Quelques précisions s'imposent :
dans le Reich, c'est le Décret du Président du Reich pour la Protection du Peuple et de l'Etat qui suspend les garanties relatives à la liberté individuelle et qui rend ainsi possible, sans la légaliser, la détention hors du cadre judiciaire. Ainsi, n'importe qui pouvait à n'importe quel moment être détenu dans un camp sans aucune justification légale = mesure anonyme.
En France, l'internement adminsitratif dans un camp était une mesure d'exception qui autorisait la détention dans le cadre judiciaire. On ne pouvait pas détenir n'importe qui à n'importe quel moment = mesure nominative.
Dans le Reich, les camps avaient pour vocation d'anéantir l'opposition politique, d'isoler les marginaux et de terroriser la population. Les internés politiques étaient mélangés à des prisonniers de droit commun et la "rééducation" passait par les mauvais traitements et l'humiliation systématique, de façon à briser toute résistance, en détruisant toute personnalité.
Daniel Bovy in Dictionnaire de la Barbarie nazie et de la Shoah a écrit:Deux singularités distinguent les camps de concentration [nazis] de toute autre forme de système pénitentiaire connu, puisqu'on leur assigne délibérément un double but original : a) déshumaniser les détenus en les anéantissant moralement et intellectuellement, b) les exterminer physiquement à plus ou moins brève échéance.
Sur les 1 650 000 détenus répertoriés dans les camps nazis (ne sont pas pris en compte ici les Juifs qui étaient exterminés dans les centres de mise à mort mais uniquement les détenus internés dans les camps de concentration), 1 100 000 environ moururent, soit les deux tiers.
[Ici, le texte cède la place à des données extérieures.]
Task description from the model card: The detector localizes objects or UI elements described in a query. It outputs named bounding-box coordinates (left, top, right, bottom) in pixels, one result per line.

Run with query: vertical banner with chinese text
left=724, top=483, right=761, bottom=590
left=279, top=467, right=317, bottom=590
En France, les camps, qui rassemblaient des personnes jugées comme "suspectes" ou "indésirables" avec pour conséquence leur mise en détention, ont accueilli environ 600 000 personnes (Républicains espagnols, réfugiés allemands, italiens, autrichiens..., communistes, résistants, juifs...) de février 1939 à mai 1946. La catégorie qui a connu le taux de mortalité le plus élevé sur tout la durée d'existence des camps est celle des civils allemands internés en 1944-45 dont le taux de décès s'élève à 30 %.
A Gurs, par exemple, du 15 mars 1939 au 1er novembre 1943, sur les 22 000 détenus, toutes nationalités et toutes confessions confondues, 3 907 Juifs furent déportés à Auschwitz via Drancy et environ 1 100 personnes moururent dans le camp des suites des épidémies et de la faim.
D'une façon comme d'une autre, et sans vouloir épargner mon pays plus qu'un autre, je pense qu'il est difficile de comparer les camps nazis et les camps français, même si ces derniers peuvent à juste titre être appelés la honte de la France....
Pour revenir à la question initiale de Major 123, on dénombre 9 camps d'internement principaux en France : Beaune-la-Rolande, Compiègne, Drancy, Gurs, Les Milles, Pithiviers, Rieucros, Rivesaltes et Le Vernet.